From Data to API Using Dgraph - Dgraph Blog

This blog takes you through converting a simple dataset and into a graph. Just follow these steps in Dgraph to express your dataset as an API. By adopting a minimalistic approach throughout this conversion process, you’ll build a strong understanding of the significance, and uniqueness, of Dgraph’s capabilities.

In order to maintain a minimalistic approach, we will follow a guided path covering HTTP and GraphQL protocols with focused changes to data and schema, and flag milestones in our journey towards an expressive and performant API. While this blog does not cover the gRPC protocol, you can consider the gRPC guided path to be very similar to the HTTP path.

Let’s get started!

Load a simple Dataset into Dgraph

This dataset consists of attributes of a person such as name and age, as well as several ways to contact the person. The person has multiple addresses, including residential, PO Box, and a virtual address. As often happens, this dataset is made available in a flattened JSON format with certain core attributes of a person repeated with a paired address information. We will load the data as-is. We will run a Live Loader using the following command and load this JSON into Dgraph.
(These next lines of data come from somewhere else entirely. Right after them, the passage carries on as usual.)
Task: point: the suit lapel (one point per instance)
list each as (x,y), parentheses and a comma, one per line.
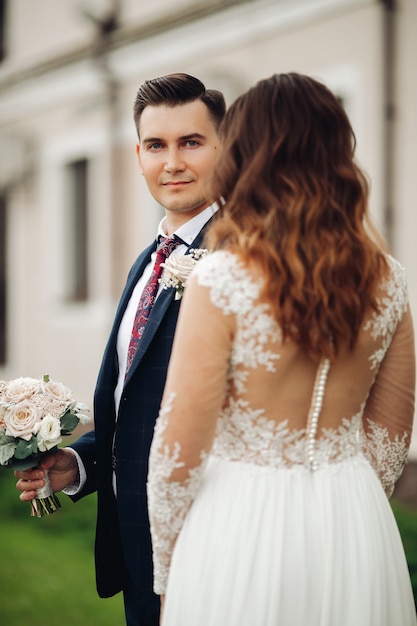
(157,314)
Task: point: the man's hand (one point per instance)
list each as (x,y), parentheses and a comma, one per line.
(62,472)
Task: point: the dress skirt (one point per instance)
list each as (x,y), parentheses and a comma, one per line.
(265,546)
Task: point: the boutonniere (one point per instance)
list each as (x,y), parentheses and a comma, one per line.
(177,269)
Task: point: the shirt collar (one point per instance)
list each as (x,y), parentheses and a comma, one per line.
(189,231)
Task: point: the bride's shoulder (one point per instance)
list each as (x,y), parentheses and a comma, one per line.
(224,273)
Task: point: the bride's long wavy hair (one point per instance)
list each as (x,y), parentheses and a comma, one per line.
(295,204)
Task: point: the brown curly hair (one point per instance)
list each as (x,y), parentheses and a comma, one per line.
(294,202)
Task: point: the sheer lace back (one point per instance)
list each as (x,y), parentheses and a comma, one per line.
(259,400)
(264,420)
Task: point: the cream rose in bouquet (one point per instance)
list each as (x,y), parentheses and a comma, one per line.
(34,416)
(177,270)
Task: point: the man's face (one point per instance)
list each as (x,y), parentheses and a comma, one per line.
(176,151)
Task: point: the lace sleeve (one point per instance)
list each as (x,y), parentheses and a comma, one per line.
(194,394)
(389,411)
(168,500)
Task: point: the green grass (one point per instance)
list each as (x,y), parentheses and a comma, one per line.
(47,565)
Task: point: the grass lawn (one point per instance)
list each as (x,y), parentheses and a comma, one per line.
(47,565)
(47,568)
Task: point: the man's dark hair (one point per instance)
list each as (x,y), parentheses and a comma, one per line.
(176,89)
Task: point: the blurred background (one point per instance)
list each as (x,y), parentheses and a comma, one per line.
(75,212)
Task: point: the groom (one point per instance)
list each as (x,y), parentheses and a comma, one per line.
(177,121)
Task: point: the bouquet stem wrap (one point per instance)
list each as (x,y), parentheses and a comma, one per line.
(46,502)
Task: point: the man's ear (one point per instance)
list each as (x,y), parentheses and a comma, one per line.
(138,156)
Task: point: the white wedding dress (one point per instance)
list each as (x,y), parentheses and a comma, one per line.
(269,476)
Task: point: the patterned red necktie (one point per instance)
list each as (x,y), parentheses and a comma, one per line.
(148,296)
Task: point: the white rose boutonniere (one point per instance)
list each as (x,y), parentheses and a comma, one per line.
(177,270)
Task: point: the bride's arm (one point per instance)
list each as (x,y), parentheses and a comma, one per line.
(389,411)
(194,393)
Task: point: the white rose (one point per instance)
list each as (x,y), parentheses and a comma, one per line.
(21,389)
(3,409)
(179,267)
(20,420)
(57,391)
(49,433)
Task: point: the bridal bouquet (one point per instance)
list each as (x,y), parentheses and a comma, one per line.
(34,416)
(177,270)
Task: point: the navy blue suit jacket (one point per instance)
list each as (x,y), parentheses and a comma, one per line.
(123,543)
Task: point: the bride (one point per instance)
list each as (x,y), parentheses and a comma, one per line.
(288,406)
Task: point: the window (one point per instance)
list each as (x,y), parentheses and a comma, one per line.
(3,282)
(77,232)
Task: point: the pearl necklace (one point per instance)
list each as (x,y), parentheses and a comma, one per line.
(314,413)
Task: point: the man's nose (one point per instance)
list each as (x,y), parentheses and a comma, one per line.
(174,161)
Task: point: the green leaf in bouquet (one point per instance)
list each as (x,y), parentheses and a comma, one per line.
(5,439)
(6,450)
(26,448)
(68,422)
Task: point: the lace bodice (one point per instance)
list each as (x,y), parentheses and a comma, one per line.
(242,394)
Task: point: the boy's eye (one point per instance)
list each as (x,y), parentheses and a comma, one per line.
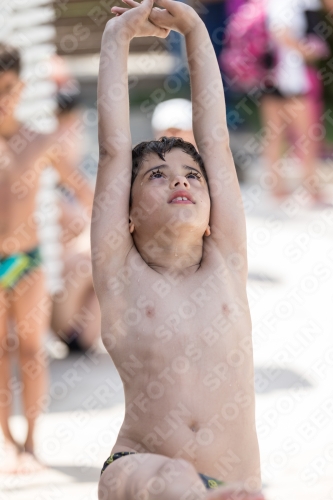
(156,175)
(194,175)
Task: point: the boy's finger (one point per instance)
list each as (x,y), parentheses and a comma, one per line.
(167,4)
(118,10)
(131,2)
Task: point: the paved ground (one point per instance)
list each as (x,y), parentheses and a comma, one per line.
(291,294)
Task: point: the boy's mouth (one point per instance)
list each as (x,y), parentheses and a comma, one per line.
(181,197)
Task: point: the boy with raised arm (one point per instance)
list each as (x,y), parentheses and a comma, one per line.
(24,299)
(168,245)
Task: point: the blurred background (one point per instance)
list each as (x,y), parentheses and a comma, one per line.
(285,169)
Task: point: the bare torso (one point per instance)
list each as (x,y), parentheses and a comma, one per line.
(21,165)
(183,350)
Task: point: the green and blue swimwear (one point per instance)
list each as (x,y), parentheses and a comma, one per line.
(14,267)
(208,481)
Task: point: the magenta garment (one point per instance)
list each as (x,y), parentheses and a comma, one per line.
(233,5)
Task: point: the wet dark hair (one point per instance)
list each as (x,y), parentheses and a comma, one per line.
(161,147)
(10,59)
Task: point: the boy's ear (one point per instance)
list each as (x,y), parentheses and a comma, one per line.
(131,225)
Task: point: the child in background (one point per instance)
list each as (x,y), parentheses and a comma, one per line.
(23,295)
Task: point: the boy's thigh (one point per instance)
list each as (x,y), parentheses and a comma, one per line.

./dgraph live -f /Users/anand/Documents/data-to-api/sample-dataset.json 
Running transaction with dgraph endpoint: 127.0.0.1:9080
Found 1 data file(s) to process
Processing data file "/Users/anand/Documents/data-to-api/sample-dataset.json"
Number of TXs run            : 1                                                                    
Number of N-Quads processed  : 28
Time spent                   : 609.348373ms
N-Quads processed per second : 28

The Dgraph HTTP API

curl -H "Content-Type: application/dql" -X POST localhost:8080/query -d $'
{
  qPerson(func: has(firstName)) {
    firstName 
    lastName 
    age 
    dob
    houseNumber
    street
    city
    country
    zip
    digitalAddress
    pobox
    availableHoursStart
    availableHoursEnd
    addressType
  }
}'

Dgraph supports an HTTP API out of the box. Even at this very early juncture in our journey towards an expressive API, we do have an API available to explore the data that we just loaded. Dgraph ships an HTTP endpoint, available at http://<alpha-address>:8080/query, that can be used for this exploration. You can use a cURL command to query and view the nodes as shown. Your clients can start using this features to explore Dgraph right from the command line. This HTTP API supports queries, mutations as well as database schema alterations.

Milestone Reached

Exploring the data via Ratel

“Ratel”, a graph visualization app provided by Dgraph, helps visualize the persona and address data we loaded.

{
  qGroup1(func: has(firstName)) @groupby(firstName, lastName, age, dob){
   count(uid)
  }
  qGroup2(func: has(addressType)) @groupby(addressType){
    count(uid)
  }
}

The @groupby queries in Dgraph is a good way to explore and identify certain trends or grouping in Dgraph. When we run a DQL query with a grouping of firstName, lastName, age and dob, (as Group 1) we find three nodes. By a simple visual inspection, we determine that these are duplicates. We also find that we have a single residential, office and a digital address (Group 2).

Transforming into a Graph

Now you have data loaded, plus an available API. This is already good progress and you can start thinking of some use cases, like log analytics, that already benefit from this feature. You have noticed that there are duplicate nodes in the Dgraph, and you might want to resolve those into a unique node. You also may want to unify the address links into a single new predicate ‘hasAddress’. Transforming raw data into a well-structured graph facilitates better data management, plus gives a smoother API experience.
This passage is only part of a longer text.